Öyleyse sevgili öğrenciler, izleyenler ve dinleyenler, o istikamette dua edelim. Çocuksuz ailelerin de çocukları olması için bize sık sık gelir talepler, biz de hep Allahû Tealâ’ya yalvarırız o mutluluğa insanları ulaştırsın diye.

Sevgili kardeşlerim, nasıl ağacın meyveleri varsa ailenin meyvesi de çocuktur. Ve geleceğin büyükleri bugünün çocuklarıdır. Aile, çocukların terbiye yuvasıdır. Çocuklarımızı geleceğe en güzel standartlarda hazırlamalıyız. Onları sevecen yetiştirmeliyiz. Başka insanları sevmeliler. Onları başkalarına güzellikleri dağıtıcı olarak yetiştirmeliyiz.
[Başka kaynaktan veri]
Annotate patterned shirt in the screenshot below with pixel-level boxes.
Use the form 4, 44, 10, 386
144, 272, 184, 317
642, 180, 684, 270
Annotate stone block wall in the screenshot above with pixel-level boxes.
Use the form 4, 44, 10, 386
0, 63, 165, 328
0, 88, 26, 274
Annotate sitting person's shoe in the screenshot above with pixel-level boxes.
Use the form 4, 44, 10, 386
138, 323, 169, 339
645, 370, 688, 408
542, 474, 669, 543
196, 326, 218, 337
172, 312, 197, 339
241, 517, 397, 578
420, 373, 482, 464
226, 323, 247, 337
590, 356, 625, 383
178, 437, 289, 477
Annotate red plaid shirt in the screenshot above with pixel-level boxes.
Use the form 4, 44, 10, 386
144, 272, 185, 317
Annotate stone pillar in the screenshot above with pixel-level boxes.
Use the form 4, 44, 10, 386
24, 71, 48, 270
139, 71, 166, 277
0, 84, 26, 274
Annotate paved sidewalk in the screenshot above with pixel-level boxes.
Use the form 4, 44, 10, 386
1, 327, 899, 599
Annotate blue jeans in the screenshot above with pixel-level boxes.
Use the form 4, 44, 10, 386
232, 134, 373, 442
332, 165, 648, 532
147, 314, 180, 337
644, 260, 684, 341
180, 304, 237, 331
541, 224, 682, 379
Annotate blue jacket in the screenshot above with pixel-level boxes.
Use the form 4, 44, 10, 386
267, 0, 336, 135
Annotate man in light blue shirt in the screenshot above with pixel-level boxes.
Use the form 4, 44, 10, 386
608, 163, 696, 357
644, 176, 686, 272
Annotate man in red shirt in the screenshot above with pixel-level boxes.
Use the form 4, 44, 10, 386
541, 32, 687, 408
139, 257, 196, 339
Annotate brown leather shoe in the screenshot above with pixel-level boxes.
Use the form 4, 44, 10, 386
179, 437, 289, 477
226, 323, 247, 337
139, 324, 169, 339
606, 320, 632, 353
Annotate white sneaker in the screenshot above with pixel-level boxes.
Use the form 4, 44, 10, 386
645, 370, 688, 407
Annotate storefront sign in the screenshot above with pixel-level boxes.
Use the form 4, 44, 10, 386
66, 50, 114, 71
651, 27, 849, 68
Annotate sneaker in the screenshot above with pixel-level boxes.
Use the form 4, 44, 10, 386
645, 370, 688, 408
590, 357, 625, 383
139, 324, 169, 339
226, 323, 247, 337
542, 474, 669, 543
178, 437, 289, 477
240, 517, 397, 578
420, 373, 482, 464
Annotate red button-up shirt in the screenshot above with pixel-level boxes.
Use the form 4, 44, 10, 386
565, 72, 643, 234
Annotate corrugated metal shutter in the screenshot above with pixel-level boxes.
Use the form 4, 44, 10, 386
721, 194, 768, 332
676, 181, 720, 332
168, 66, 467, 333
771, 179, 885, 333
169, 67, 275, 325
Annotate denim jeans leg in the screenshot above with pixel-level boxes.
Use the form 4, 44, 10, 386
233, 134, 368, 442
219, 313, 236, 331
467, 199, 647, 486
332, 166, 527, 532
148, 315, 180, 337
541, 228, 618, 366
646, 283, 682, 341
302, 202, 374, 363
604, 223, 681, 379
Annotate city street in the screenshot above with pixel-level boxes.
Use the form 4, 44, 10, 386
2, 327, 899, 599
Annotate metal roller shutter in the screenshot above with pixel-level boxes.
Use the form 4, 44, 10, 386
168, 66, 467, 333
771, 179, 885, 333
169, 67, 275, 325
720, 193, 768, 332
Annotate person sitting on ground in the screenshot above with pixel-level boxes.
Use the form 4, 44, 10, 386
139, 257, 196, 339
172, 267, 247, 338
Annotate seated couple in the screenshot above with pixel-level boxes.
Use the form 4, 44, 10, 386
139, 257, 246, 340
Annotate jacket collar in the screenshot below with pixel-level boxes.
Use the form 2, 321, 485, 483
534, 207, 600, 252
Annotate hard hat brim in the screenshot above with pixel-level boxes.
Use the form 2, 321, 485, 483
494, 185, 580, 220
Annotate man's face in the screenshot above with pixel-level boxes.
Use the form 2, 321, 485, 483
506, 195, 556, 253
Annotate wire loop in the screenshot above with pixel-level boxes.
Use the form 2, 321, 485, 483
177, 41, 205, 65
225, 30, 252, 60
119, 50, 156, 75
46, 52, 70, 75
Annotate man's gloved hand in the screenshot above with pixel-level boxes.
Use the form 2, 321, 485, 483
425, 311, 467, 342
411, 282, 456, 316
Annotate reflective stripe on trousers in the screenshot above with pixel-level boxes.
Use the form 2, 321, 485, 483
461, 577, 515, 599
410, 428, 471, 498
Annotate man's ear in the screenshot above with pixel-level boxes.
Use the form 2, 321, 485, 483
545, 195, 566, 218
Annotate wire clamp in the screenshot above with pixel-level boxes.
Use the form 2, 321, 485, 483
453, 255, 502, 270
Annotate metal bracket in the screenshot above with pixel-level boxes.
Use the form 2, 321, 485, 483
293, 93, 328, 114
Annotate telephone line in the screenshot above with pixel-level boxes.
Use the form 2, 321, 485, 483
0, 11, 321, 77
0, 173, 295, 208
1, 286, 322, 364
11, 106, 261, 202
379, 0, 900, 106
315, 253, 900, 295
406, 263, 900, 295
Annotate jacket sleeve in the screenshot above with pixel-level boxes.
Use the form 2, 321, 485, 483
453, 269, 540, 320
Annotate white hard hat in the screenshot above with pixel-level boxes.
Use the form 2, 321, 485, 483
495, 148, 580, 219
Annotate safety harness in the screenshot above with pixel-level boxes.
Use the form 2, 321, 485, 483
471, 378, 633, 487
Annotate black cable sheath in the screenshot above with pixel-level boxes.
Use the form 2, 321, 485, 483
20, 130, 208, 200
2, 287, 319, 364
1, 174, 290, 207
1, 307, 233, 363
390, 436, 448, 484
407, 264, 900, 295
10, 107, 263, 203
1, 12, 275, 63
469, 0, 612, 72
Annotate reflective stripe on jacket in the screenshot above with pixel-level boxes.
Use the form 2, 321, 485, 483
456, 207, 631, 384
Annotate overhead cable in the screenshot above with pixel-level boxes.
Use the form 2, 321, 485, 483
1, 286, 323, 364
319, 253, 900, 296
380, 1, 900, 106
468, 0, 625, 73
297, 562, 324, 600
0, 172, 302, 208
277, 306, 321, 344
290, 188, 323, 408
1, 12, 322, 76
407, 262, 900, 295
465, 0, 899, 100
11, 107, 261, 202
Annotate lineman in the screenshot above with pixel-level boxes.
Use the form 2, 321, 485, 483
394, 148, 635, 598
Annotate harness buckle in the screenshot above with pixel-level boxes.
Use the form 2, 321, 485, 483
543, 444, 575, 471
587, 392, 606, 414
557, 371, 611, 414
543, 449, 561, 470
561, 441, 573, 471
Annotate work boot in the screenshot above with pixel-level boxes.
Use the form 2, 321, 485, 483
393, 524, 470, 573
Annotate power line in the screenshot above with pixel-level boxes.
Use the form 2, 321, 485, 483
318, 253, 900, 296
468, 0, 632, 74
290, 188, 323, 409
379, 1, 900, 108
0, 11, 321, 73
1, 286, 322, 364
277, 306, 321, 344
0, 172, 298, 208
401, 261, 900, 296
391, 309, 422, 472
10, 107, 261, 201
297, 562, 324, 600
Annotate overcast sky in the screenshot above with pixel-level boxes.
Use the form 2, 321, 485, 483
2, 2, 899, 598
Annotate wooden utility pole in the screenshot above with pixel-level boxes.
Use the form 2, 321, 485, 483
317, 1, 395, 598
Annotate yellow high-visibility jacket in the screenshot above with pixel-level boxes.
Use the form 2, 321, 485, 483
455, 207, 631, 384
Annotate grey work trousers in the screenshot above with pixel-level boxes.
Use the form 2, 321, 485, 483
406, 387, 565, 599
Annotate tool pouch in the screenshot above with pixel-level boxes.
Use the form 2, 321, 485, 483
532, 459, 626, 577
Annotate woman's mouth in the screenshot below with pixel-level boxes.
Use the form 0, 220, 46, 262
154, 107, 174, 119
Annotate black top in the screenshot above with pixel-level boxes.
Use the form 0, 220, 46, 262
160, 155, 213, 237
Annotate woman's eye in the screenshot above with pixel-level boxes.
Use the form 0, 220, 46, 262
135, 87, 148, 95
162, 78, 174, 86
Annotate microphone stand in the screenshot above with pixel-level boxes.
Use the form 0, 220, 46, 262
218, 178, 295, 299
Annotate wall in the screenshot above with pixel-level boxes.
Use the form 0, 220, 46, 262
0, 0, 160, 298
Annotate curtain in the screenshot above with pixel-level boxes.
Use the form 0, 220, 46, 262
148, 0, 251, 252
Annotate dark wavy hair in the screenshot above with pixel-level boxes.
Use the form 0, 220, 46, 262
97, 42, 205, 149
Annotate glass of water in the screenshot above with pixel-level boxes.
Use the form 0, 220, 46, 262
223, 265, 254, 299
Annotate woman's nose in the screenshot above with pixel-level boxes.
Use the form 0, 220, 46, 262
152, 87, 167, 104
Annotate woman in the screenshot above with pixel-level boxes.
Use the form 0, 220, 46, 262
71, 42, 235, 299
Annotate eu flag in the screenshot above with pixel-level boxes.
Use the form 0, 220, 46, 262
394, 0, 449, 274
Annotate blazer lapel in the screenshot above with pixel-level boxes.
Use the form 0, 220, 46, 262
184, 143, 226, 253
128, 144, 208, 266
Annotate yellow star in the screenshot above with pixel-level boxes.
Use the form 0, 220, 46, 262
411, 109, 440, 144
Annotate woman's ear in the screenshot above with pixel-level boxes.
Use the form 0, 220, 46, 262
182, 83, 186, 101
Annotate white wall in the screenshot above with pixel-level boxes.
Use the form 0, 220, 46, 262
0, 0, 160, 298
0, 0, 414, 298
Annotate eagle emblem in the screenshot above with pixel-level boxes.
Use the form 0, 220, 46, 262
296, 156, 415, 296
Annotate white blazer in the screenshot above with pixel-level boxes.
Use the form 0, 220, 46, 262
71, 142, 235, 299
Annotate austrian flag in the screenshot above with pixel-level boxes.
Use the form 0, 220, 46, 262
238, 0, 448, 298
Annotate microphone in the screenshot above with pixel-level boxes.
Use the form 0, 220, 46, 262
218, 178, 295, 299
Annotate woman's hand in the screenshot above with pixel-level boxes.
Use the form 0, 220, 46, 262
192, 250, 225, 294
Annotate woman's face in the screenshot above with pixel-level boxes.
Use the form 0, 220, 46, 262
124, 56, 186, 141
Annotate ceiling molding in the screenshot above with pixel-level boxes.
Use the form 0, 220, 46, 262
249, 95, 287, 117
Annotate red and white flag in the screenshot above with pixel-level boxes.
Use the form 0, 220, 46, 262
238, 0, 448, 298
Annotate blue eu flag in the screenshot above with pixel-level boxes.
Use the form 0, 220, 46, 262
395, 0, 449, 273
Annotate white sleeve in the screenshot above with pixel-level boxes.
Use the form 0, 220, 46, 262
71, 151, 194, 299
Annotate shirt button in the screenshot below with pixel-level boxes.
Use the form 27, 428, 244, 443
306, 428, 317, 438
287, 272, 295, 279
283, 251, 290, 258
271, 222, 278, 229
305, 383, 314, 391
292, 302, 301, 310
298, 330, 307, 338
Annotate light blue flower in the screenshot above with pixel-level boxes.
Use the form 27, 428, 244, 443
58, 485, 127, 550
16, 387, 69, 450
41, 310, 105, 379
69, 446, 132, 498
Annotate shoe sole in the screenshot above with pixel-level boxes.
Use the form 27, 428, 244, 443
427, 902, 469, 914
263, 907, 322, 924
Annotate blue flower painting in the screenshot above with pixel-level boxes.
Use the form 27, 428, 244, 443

Çocuklarımızla beraber yaşayan diğerleri, onlarla yaşamaktan memnun olmalıdırlar. Çocuklarımızı etrafa zarar vermeyecek bir hüviyette yetiştirmeliyiz. Eğer bunun dışında bir olaylar dizisiyle karşı karşıyaysak çocuğumuzu mutlaka bu hedefe gerekirse zor kullanarak ulaştırmak mecburiyetindeyiz. İslâm, bunu emreder.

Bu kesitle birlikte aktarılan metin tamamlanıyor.